I have heard damning stories about Monsanto for years, so it didn’t surprise me when Trump’s EPA retreated from Obama-era findings that a chemical in one of the company’s herbicides, glyphosate, is a carcinogen. Glyphosate is a component of  Round-Up, which is widely used; numerous studies have linked that use to cancer, shortened pregnancies and other serious health outcomes.

The EPA may have backed off, but just last month, the Guardian reported a fairly stunning legal victory over the company.

Dewayne Johnson tries not to think about dying.

Doctors have said the 46-year-old cancer patient could have months to live, but he doesn’t like to dwell on death. These days, he has an easy distraction – navigating the international attention on his life.

The father of three and former school groundskeeper has been learning to live with the gift and burden of being in the spotlight in the month since a California jury ruled that Monsanto caused his terminal cancer. The historic verdict against the agrochemical corporation, which included an award of $289m, has ignited widespread health concerns about the world’s most popular weedkiller and prompted regulatory debates across the globe.

Johnson, who never imagined he would be known as “dying man” in dozens of news headlines, is still processing the historic win.

What is especially telling about the verdict is that Johnson–the first cancer victim to sue Monsanto and win– alleged that the company had spent decades intentionally covering up the cancer risks of its herbicide.

The groundbreaking verdict further stated that Monsanto “acted with malice” and knew or should have known that its chemicals were “dangerous”.

Monsanto, of course, has already filed a motion seeking to throw out the verdict– and prevent Johnson’s family from receiving the money.
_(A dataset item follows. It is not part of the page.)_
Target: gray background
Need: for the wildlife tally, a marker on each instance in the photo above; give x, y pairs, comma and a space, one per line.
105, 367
When a David like Johnson faces a Goliath like Monsanto, the eventual odds favor Goliath, and there are indications that the Judge is listening to Monsanto.

That said, deceiving the public about the risks of its products is hardly the only “rap” against Monsanto. I’ve read stories for years about the company’s vendetta against small farmers who save patented seeds they’ve purchased for use in ensuing years.

The agricultural giant Monsanto has sued hundreds of small farmers in the United States in recent years in attempts to protect its patent rights on genetically engineered seeds that it produces and sells, a new report said on Tuesday.

The study, produced jointly by the Center for Food Safety and the Save Our Seeds campaigning groups, has outlined what it says is a concerted effort by the multinational to dominate the seeds industry in the US and prevent farmers from replanting crops they have produced from Monsanto seeds.

In its report, called Seed Giants vs US Farmers, the CFS said it had tracked numerous law suits that Monsanto had brought against farmers and found some 142 patent infringement suits against 410 farmers and 56 small businesses in more than 27 states. In total the firm has won more than $23m from its targets, the report said.

There are also allegations that Monsanto will sue farmers whose fields contain more than one percent of crops grown from seeds that have “blown in” from adjacent fields. I was unable to verify the accuracy of that claim, although I once had a colleague whose father was a farmer, and my colleague claimed his father been targeted in just such a suit.

Fifty-three percent of the world’s commercial seed market is controlled by three firms – Monsanto, DuPont and Syngenta. That amount of power and market dominance undoubtedly has something to do with the EPA’s reversal, despite the conclusions reached by numerous scientists.

Of course, Trump’s EPA doesn’t believe any science. They probably put more stock in voodoo–and they’re probably sticking pins in a doll that looks like Dewayne Johnson now.